On that first trip I learned of Leo’s extensive service to the church in his own diocese, nationally and internationally. He had experience in catechetics, labour, and Caritas India to name just a few areas of his service and expertise. I read everything I could get my hands on especially about contemporary mission as dialogue. Through his kindness I had access to the wealth of information provided by top notch Indian theologians and by those working with and for the Federation of Asian Bishops Conferences. I had the opportunity to meet with several of these men and women as well.
I have returned thirteen times since and in December 2004, God, Air Canada and Lufthansa willing, I return for my fifteenth visit. Over the course of the years I have helped to establish a professional library and resource centre and a computer assisted learning laboratory in Nagpur in my husband’s memory, but that is too long a story to tell here.
In 1998, Leo retired from administration because of ill health and now teaches in St. Charles Seminary and provides a variety of tutorials mostly for young religious especially those in need of learning English which is India ’s link language. He gives retreats and writes more and more for a variety of publications. Above all, he refuses to “rust out”. A fan of action, espionage, and mystery novels, which authors include Louis Lamour, Leo says that like a good cowboy, he wants to die with his boots on!
As I re-read this I see how inadequate words are to express an almost forty-year friendship, granted that we were present to each other some years far more than others. What Leo offers me personally above all else is the lived witness that absolute power need never corrupt absolutely. His lifelong aim has been power for people and power with people, not power over them. His quest for truth, for Truth, has gone on all the years I have known him and I know preceded our meeting. He once told me that reading Maisie Ward had made an enormous difference in his life and put him on this path of service and appreciation for the lay vocation. His laughter is infectious. When I am in his company Leon Bloy’s comment that “joy is the infallible sign of God’s presence” becomes palpable.
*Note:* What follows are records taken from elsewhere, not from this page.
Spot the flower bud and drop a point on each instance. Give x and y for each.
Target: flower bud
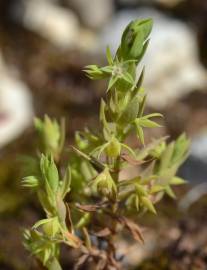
(51, 228)
(133, 202)
(105, 185)
(114, 148)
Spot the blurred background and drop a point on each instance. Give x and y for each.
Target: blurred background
(44, 46)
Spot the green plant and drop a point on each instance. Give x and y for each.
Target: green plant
(99, 202)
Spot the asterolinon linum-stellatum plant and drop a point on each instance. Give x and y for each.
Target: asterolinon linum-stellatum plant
(87, 205)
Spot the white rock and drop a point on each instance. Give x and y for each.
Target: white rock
(171, 61)
(94, 13)
(15, 105)
(57, 24)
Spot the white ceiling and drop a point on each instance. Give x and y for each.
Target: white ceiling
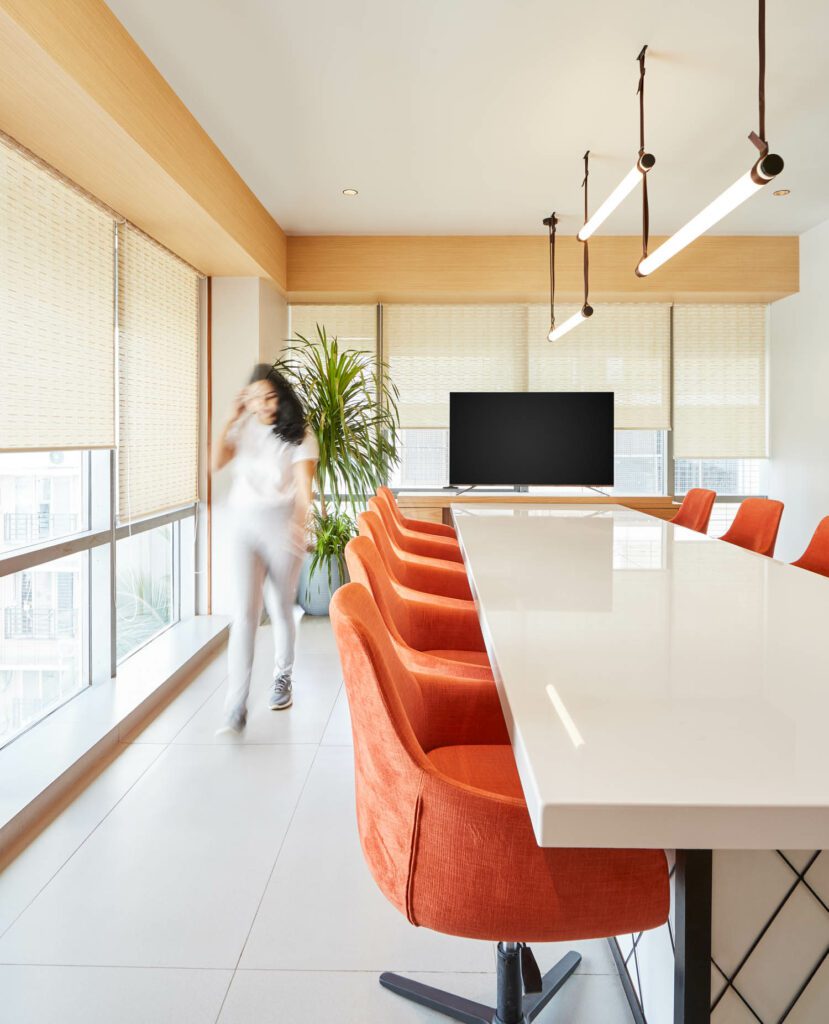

Leo has on some occasions made me the gift of his tears and I have on many occasions trusted him with mine. We have shared our dreams, stunned at times that a widow educated in North America and a cleric educated in India , Rome , and Ireland can so much want the same things for our world and for our church. We have lost patience with each other and sometimes have been truly angry with each other but have again and again discovered how much conflict and the resolution of it has help us to grow individually and in all our efforts with others. Without him in it, my life would be greatly diminished in ways too many to mention.
With his family, friends, and associates throughout the world, on the occasion of the 75th anniversary of Leo’s birth, I say most sincerely, Tanti Auguri and Ad Multos Annos, Bishop Bhai.